Your doctor will be able to tell you what side effects are possible based on your specific treatment plan.
- Hair loss
- Low white blood cell count
- Loss of appetite
- Dry mouth and mouth sores
- Low platelet count
- Tingling hands and feet
- Sexual and reproductive issues
Tell your doctor about any side effects you experience, even if they are expected. Even “common” side effects could be dangerous or lead to complications if left untreated.
Managing Side Effects
As patients experience different side effects, it’s important to speak with a healthcare team about how to effectively manage them. Depending on which side effects you experience, your doctor may recommend specific dietary, lifestyle, or treatment changes you can make to lessen their severity.
Chemotherapy Drugs for Mesothelioma
Mesothelioma treatment typically employs a combination of two (or more) chemotherapy drugs. Currently, pemetrexed (Alimta) and cisplatin is the most common combination used to treat mesothelioma. For mesothelioma that cannot be operated on, bevacizumab (Avastin) is often administered at the same time as the other two drugs.
Most Common Mesothelioma Chemotherapy Drugs
Pemetrexed (Alimta®) – The first and only chemotherapy drug to be approved by the FDA for treating patients with malignant pleural mesothelioma. Often used in conjunction with a platinum-based chemotherapy drug, such as cisplatin.

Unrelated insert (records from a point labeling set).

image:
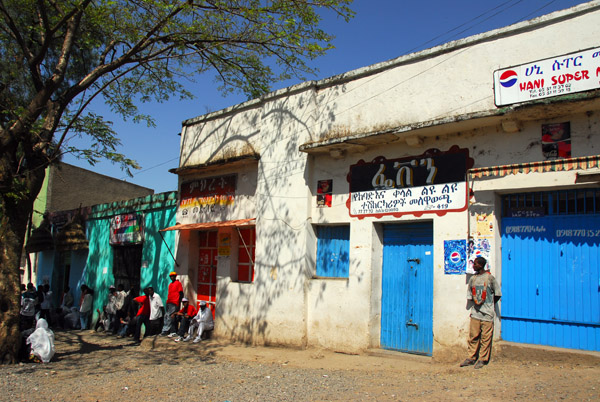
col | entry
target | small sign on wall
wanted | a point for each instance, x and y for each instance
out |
(556, 140)
(324, 189)
(455, 257)
(224, 244)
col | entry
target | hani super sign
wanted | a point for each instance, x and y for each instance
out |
(575, 72)
(432, 182)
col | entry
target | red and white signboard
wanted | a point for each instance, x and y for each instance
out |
(561, 75)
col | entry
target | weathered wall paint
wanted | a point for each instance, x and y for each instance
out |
(430, 88)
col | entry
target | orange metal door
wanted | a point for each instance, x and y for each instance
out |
(207, 269)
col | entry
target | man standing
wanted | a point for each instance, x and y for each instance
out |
(183, 316)
(111, 308)
(157, 311)
(483, 292)
(142, 316)
(203, 321)
(174, 297)
(85, 308)
(27, 313)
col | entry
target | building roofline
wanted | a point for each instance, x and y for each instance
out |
(514, 29)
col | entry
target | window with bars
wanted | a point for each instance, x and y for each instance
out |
(560, 202)
(333, 251)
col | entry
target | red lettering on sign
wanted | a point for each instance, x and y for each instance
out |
(529, 85)
(564, 78)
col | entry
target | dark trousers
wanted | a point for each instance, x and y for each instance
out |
(139, 320)
(184, 324)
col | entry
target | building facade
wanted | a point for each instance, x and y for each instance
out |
(122, 245)
(65, 188)
(344, 213)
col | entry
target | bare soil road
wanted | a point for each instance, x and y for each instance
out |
(90, 366)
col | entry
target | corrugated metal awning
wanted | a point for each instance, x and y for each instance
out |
(209, 225)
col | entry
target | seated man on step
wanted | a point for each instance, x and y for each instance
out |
(203, 321)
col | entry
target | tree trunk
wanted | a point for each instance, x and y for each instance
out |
(15, 207)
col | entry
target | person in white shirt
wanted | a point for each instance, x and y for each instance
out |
(85, 309)
(157, 311)
(203, 321)
(111, 308)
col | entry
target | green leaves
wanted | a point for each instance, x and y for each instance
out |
(56, 56)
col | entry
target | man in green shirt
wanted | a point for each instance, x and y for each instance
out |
(483, 293)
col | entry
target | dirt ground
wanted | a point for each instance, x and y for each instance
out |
(95, 367)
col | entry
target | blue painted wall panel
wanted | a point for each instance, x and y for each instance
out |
(407, 288)
(333, 251)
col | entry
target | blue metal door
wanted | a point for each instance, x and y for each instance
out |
(407, 288)
(550, 281)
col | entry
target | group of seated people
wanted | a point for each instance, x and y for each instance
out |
(123, 315)
(148, 310)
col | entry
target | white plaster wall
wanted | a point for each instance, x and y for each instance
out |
(453, 80)
(284, 305)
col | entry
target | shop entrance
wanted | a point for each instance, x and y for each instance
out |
(207, 268)
(550, 268)
(127, 262)
(407, 288)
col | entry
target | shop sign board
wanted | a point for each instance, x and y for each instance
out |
(433, 182)
(201, 196)
(126, 229)
(560, 75)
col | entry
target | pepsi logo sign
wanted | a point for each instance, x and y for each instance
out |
(508, 78)
(455, 257)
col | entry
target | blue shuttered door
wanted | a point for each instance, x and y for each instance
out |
(550, 281)
(407, 288)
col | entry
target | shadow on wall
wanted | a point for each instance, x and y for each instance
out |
(279, 226)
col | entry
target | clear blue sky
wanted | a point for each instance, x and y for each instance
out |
(381, 30)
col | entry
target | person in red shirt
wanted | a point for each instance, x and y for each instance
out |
(143, 315)
(173, 303)
(183, 316)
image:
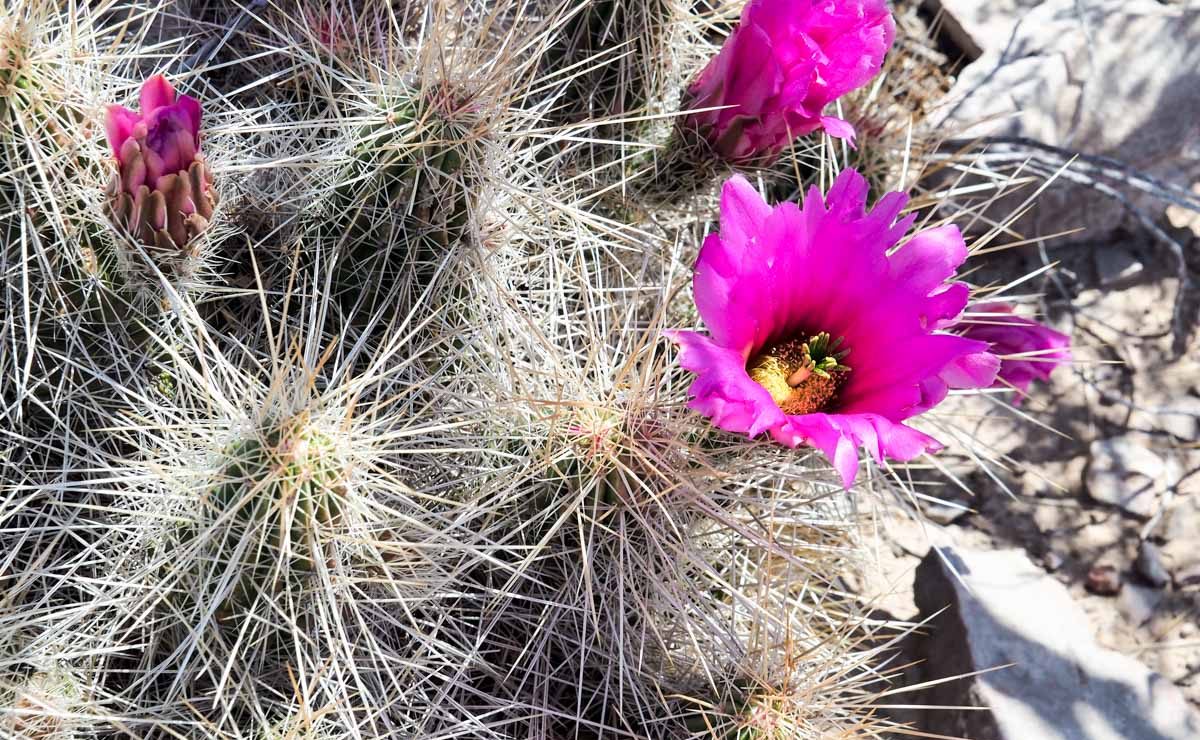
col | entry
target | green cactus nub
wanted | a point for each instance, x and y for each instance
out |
(271, 509)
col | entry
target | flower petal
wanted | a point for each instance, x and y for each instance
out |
(119, 122)
(723, 390)
(839, 130)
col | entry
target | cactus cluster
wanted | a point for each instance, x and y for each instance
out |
(363, 423)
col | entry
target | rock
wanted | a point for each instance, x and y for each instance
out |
(945, 513)
(1116, 265)
(1182, 518)
(1150, 565)
(1125, 474)
(1187, 577)
(1059, 685)
(1185, 218)
(1103, 579)
(1057, 71)
(1137, 603)
(1182, 419)
(977, 26)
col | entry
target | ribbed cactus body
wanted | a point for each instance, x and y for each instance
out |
(270, 510)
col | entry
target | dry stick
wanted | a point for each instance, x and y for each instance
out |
(1098, 164)
(1037, 163)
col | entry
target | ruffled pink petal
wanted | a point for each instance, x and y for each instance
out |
(829, 265)
(156, 92)
(723, 390)
(839, 130)
(840, 437)
(1025, 349)
(779, 70)
(119, 122)
(191, 108)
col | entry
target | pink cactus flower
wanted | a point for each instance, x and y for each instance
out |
(778, 71)
(1027, 350)
(819, 334)
(162, 193)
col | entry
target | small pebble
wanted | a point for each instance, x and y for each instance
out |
(1104, 579)
(1188, 576)
(1150, 565)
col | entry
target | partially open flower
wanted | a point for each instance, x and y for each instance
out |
(1027, 350)
(162, 193)
(778, 71)
(817, 334)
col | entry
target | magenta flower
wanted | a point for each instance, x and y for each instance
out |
(778, 71)
(819, 335)
(1027, 350)
(162, 193)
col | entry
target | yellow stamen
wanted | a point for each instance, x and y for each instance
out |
(802, 375)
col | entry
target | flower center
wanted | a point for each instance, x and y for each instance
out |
(801, 374)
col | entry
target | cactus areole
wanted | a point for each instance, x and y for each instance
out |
(162, 193)
(273, 506)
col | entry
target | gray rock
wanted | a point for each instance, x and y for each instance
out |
(1182, 419)
(1072, 73)
(1181, 522)
(1103, 579)
(1122, 473)
(1150, 565)
(1137, 603)
(1187, 576)
(996, 609)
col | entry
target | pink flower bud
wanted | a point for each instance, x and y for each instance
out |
(162, 193)
(781, 66)
(167, 132)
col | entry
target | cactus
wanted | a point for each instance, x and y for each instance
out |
(271, 507)
(162, 193)
(41, 707)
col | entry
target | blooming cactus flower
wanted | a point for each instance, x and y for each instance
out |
(162, 193)
(1027, 350)
(819, 334)
(778, 71)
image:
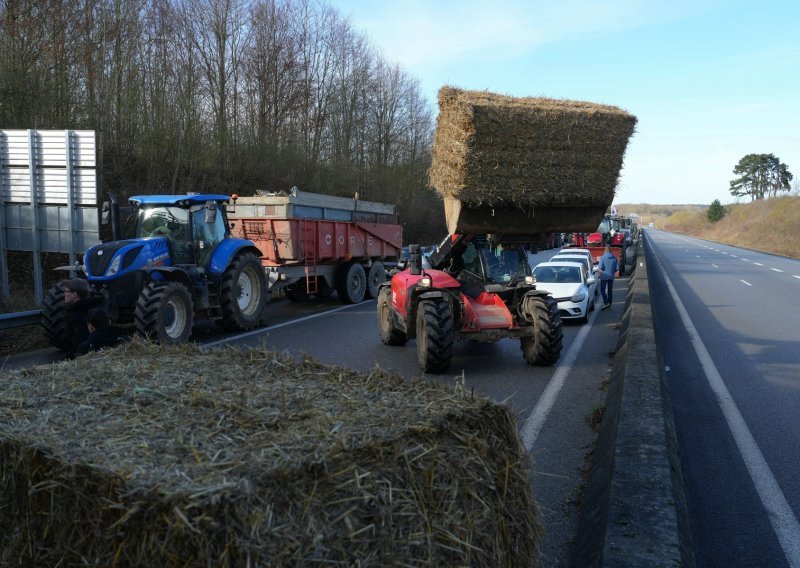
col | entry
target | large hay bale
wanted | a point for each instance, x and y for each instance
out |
(503, 151)
(174, 456)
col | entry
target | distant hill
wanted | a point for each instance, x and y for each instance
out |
(769, 225)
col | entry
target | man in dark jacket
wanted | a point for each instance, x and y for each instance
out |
(101, 333)
(607, 268)
(79, 302)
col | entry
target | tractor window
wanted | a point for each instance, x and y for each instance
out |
(206, 235)
(502, 263)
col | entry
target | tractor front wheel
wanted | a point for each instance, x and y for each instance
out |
(243, 293)
(434, 336)
(164, 313)
(543, 348)
(390, 335)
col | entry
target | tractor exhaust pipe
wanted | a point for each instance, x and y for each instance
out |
(111, 213)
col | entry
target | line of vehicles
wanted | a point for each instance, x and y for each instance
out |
(220, 257)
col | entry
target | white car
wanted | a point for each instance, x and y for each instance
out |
(586, 262)
(572, 251)
(567, 283)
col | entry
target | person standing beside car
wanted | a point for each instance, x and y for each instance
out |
(607, 268)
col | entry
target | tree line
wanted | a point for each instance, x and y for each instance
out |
(223, 96)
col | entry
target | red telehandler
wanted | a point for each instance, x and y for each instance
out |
(479, 288)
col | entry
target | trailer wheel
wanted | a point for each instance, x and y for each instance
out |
(434, 336)
(543, 348)
(164, 313)
(243, 293)
(297, 291)
(390, 335)
(54, 317)
(375, 277)
(351, 283)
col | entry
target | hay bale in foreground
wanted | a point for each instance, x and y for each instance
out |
(503, 151)
(173, 456)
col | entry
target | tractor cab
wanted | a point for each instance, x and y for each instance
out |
(193, 225)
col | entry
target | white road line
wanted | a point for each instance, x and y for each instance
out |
(278, 326)
(533, 424)
(780, 514)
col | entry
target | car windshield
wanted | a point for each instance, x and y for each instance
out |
(557, 274)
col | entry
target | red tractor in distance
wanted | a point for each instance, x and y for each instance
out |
(478, 290)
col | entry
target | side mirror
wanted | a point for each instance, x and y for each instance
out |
(211, 212)
(415, 260)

Cisplatin – A platinum-based chemotherapy drug typically used in combination with pemetrexed (Alimta). It has some of the most severe side effects of any chemo drugs, but also can be effective in killing mesothelioma cells.
Bevacizumab (Avastin) – An immunotherapy drug that prevents the creation of new blood vessels. Bevacizumab has been recommended by the National Comprehensive Cancer Network in combination with pemetrexed and cisplatin to treat inoperable cancers.
Other Chemotherapy Drugs – Other drugs may be used, depending on the type of mesothelioma and other factors. These include carboplatin, gemcitabine (Gemzar), doxorubicin (Adriamycin), paclitaxel (Taxol), onconase, navelbine, and cyclophosphamide.
Because each chemotherapy drug works a bit differently, your oncologist will advise on which is best suited to treating your disease. Your doctor will also provide guidance about the length and frequency of your chemotherapy treatments.
Researchers continue to experiment with new drugs and new combinations of chemotherapy medications in hopes that they can find the best available to treat the disease and its symptoms.